Fix a ground ring $R$. (Everything below will make sense more generally than for $R$-modules, though.) Let $A$ be a left module over the commutative operad, a.k.a. a twisted commutative algebra, in the category of dg $R$-modules. We suppose that $A(0)=0$.
To be explicit, this means that I have a sequence $\{A(n)\}_{n \geq 1}$ of chain complexes over $R$ with actions of the symmetric groups $S_n$, and a multiplication map $A(m) \otimes A(n) \to A(m+n)$ which is $S_m \times S_n$-equivariant. I impose also the condition that the multiplication is associative, and that it's commutative in a "twisted" sense, meaning that the diagram $$ A(m) \otimes A(n) \to A(m+n) $$ $$ \cong \hspace{6em}\cong$$ $$ A(n) \otimes A(m) \to A(n+m) $$ commutes. Here the left vertical isomorphism is the "flip" map, and the right isomorphism is acting by the "box" permutation $(n+1,n+2,...,n+m,1,2,\ldots,n)$.
So far I'm only repeating standard definitions. Let me define $A$ to be a homotopy twisted commutative algebra if it is moreover equipped with an element $\mathbf 1 \in A(1)$ such that multiplication with $\mathbf 1$ induces a quasi-isomorphism $A(n) \to A(n+1)$ for all $n$.

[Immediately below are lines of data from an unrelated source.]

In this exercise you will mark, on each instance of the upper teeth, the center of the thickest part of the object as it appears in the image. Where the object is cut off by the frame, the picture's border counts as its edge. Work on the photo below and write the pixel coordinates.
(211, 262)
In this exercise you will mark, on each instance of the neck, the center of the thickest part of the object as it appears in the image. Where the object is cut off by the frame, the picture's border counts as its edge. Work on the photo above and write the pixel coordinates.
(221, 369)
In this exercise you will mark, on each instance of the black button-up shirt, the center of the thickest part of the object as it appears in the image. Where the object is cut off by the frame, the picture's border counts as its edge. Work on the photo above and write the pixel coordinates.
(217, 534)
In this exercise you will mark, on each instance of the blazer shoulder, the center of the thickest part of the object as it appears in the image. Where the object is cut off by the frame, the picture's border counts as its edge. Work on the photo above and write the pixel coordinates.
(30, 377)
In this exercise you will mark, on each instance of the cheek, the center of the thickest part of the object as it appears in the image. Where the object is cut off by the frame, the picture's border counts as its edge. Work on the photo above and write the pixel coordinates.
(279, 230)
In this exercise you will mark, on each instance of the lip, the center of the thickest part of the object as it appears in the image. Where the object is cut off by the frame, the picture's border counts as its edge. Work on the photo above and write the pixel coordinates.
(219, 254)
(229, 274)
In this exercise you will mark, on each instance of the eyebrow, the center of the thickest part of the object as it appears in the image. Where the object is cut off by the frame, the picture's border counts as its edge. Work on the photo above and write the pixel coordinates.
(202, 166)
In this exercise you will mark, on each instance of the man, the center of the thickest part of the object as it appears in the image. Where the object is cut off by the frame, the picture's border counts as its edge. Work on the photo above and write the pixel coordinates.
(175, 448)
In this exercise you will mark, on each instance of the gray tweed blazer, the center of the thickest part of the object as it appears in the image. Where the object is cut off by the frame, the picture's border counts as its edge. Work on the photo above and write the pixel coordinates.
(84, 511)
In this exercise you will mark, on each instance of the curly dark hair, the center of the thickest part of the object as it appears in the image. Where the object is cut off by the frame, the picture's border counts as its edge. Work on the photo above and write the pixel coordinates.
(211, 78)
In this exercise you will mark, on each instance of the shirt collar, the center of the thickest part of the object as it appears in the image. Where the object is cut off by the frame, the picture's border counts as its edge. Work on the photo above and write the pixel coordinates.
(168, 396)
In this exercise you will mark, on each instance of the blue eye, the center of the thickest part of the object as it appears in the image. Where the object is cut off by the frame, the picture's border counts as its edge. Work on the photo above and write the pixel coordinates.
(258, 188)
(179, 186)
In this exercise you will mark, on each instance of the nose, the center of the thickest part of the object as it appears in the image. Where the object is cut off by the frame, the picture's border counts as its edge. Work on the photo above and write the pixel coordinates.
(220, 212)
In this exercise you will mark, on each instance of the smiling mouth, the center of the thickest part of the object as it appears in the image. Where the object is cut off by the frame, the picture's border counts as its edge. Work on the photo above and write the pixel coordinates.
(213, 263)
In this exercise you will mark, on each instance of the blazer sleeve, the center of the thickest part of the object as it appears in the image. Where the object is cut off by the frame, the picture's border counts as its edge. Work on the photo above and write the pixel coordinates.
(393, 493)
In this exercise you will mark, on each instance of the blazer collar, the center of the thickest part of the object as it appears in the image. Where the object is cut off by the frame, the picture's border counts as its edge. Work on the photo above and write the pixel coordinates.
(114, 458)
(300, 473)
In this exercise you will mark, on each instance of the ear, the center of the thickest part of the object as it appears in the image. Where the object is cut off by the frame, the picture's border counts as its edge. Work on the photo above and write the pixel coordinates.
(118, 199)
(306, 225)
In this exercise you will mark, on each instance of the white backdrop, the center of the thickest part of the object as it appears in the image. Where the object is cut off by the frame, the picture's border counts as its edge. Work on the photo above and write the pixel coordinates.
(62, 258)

Example. If $C$ is a unital commutative algebra over $R$ in the usual sense, then if I put $A(n)=C$ with trivial $S_n$-action, with multiplication given by the usual multiplication in $C$, then I obtain a rather trivial example of a homotopy twisted commutative algebra.
Claim. If $A$ has vanishing differential, then it is necessarily of the form of the previous example. Indeed multiplication by $\mathbf 1$ gives me isomorphisms $A(n) \cong A(n+1)$ which I can use the to identify all the different components; one can prove that under these isomorphisms, the multiplication $A(1) \otimes A(1) \to A(2) \cong A(1)$ becomes on-the-nose commutative and associative.
So in general a homotopy twisted commutative algebra will on the level of cohomology give me a strictly commutative multiplication. But on the chain level I have something weaker. If I choose a quasi-inverse $A(2) \stackrel \sim \to A(1)$ I get a multiplication on $A(1)$, but now it is only commutative and associative up to homotopy.
Question: Is there a relationship between homotopy twisted commutative algebras and $E_\infty$-algebras? For example, is there a functor from one of them to the other? A Quillen equivalence?